Significance. If the quantitative benchmarks, error bars, and controls for natural-language retention are supplied and hold, the work could offer a meaningful bridge between flexible natural-language interfaces and directed chemical generation, potentially enabling more intuitive prompt-based exploration than standalone CLMs in drug discovery.

major comments (2)
  1. [Abstract] Abstract: the assertion of benchmarks against pre-trained LLMs and CLMs plus improvements via DPO supplies no numerical results, error bars, or method details, rendering the central performance claims unverifiable from the text.
  2. [Abstract] Abstract: the load-bearing claim that SFT/DPO produces a model that both generates molecules with user-specified properties and retains most natural-language capabilities lacks any before/after metrics on general NL tasks (e.g., MMLU, GSM8K) or chemistry QA, and no ablation controls isolating prompt engineering from capability loss are described.
minor comments (1)
  1. The iMiner framework and the precise form of the engineered prompts would benefit from explicit pseudocode or algorithmic description to allow reproduction.

Simulated Author's Rebuttal

2 responses · 0 unresolved

We thank the referee for the detailed feedback on the abstract. We agree that the abstract requires strengthening with quantitative results and will revise it in the next version of the manuscript.

read point-by-point responses

  1. Referee: [Abstract] Abstract: the assertion of benchmarks against pre-trained LLMs and CLMs plus improvements via DPO supplies no numerical results, error bars, or method details, rendering the central performance claims unverifiable from the text.

    Authors: We agree the abstract is currently too high-level. In revision we will insert the key numerical benchmark outcomes (validity, novelty, and uniqueness rates versus baselines; DPO-induced gains in prompt adherence) together with standard deviations from repeated runs, plus a one-sentence pointer to the methods section for experimental details. revision: yes

  2. Referee: [Abstract] Abstract: the load-bearing claim that SFT/DPO produces a model that both generates molecules with user-specified properties and retains most natural-language capabilities lacks any before/after metrics on general NL tasks (e.g., MMLU, GSM8K) or chemistry QA, and no ablation controls isolating prompt engineering from capability loss are described.
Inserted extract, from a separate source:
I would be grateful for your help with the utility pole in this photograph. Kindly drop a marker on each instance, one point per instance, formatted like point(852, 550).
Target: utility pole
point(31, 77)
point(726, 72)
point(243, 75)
    Authors: The primary scope of the work is directed chemical generation rather than general LLM evaluation. We will revise the abstract to qualify the retention statement and, where internal chemistry-specific QA results exist, include a brief before/after comparison. Full ablation details on prompt engineering versus capability retention appear in the supplementary material of the current manuscript. revision: partial

Circularity Check

0 steps flagged

No significant circularity; claims rest on empirical SFT/DPO training

full rationale

The paper describes transforming LLMs via supervised fine-tuning on engineered prompts into SmileyLlama, with subsequent DPO for prompt adherence and iMiner for 3D affinity optimization, then benchmarking generation of valid/novel molecules against pre-trained LLMs and CLMs. No mathematical derivations, equations, or fitted parameters are invoked that reduce claimed performance to self-definition or construction from inputs. The central premise of dual molecule generation plus retained natural-language capability is presented as an outcome of new training rather than a self-citation chain, uniqueness theorem, or renamed known result. This is a standard empirical training paper whose results are externally falsifiable via the described benchmarks.

Axiom & Free-Parameter Ledger

0 free parameters · 0 axioms · 0 invented entities

Abstract-only review supplies no information on free parameters, axioms, or invented entities; all ledger entries are therefore empty.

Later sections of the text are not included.